With a sound understanding of China’s fierce competitive landscape, Sebastian knows there will always be hundreds of companies doing exactly the same thing as their portfolio companies. So the key question he always asks is firstly “How to make a difference to this company; how to be a little bit better, grow a little bit faster? To differentiate from the competitors and take a leading position in their vertical. There is too much of everything in China, too many restaurants, too many shopping malls, too many brands – so how can you get the attention of your customer, make them trust that you deliver a great product or service and deliver such, so they come back to you? The second question is then, ‘Are these companies really making money?’ In the last few years, there was an overflow of capital into e-commerce and a lot of companies never had to worry whether they ran their business efficiently. Today, this has changed so TXD spends a lot of time focusing on Business Intelligence and Efficiency improvements for their portfolio companies.”

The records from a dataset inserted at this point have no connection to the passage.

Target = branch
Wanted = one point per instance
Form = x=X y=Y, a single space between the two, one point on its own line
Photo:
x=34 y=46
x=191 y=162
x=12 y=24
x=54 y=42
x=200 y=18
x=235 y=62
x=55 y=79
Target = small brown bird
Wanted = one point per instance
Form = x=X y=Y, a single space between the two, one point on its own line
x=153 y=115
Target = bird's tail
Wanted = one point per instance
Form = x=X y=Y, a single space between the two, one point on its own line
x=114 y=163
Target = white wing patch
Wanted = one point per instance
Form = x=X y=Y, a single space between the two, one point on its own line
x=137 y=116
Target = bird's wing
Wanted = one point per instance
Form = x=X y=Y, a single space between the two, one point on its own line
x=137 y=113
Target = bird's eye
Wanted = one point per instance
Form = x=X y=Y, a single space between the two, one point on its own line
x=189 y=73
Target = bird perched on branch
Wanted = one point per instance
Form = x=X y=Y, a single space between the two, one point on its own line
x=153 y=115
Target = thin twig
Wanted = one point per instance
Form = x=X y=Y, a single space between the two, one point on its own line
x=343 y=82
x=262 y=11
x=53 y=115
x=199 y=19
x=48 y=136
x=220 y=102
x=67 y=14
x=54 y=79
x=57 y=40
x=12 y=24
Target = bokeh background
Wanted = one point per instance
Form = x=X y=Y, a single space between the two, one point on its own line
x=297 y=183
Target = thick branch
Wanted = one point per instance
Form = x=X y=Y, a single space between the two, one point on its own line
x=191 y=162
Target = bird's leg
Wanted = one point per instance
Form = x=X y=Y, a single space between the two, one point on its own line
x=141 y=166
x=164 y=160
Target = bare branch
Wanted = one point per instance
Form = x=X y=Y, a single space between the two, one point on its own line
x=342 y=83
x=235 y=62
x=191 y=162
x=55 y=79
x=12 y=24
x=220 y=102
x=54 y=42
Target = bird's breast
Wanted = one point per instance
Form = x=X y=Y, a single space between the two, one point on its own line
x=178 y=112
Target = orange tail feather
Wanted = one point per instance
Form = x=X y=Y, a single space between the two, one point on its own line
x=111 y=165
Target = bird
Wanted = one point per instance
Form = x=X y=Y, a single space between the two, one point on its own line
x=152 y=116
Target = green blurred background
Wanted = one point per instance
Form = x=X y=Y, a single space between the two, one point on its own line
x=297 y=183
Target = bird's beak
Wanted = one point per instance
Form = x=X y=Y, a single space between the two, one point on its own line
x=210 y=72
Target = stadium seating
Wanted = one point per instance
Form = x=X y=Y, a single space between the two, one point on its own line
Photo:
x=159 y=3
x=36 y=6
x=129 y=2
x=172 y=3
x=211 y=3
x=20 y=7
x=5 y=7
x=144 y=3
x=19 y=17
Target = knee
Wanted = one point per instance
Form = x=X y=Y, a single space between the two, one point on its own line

In China, there are a number of active early stage funds such as ZhenFund, Shunwei, China Growth Capital and K2 Ventures. TXD sticks out of these other funds by carefully selecting only a handful investments a year, in order to really walk step by step with their companies. Additionally, TXD is very focused on consumer spending models only in which they gathered a lot of expertise, meaning no pure technology plays. Finally, being able to not only utilize a very local Chinese team on the ground, but take advantage of international resources of both expertise, know-how and finance in Europe, gives TXD a unique position.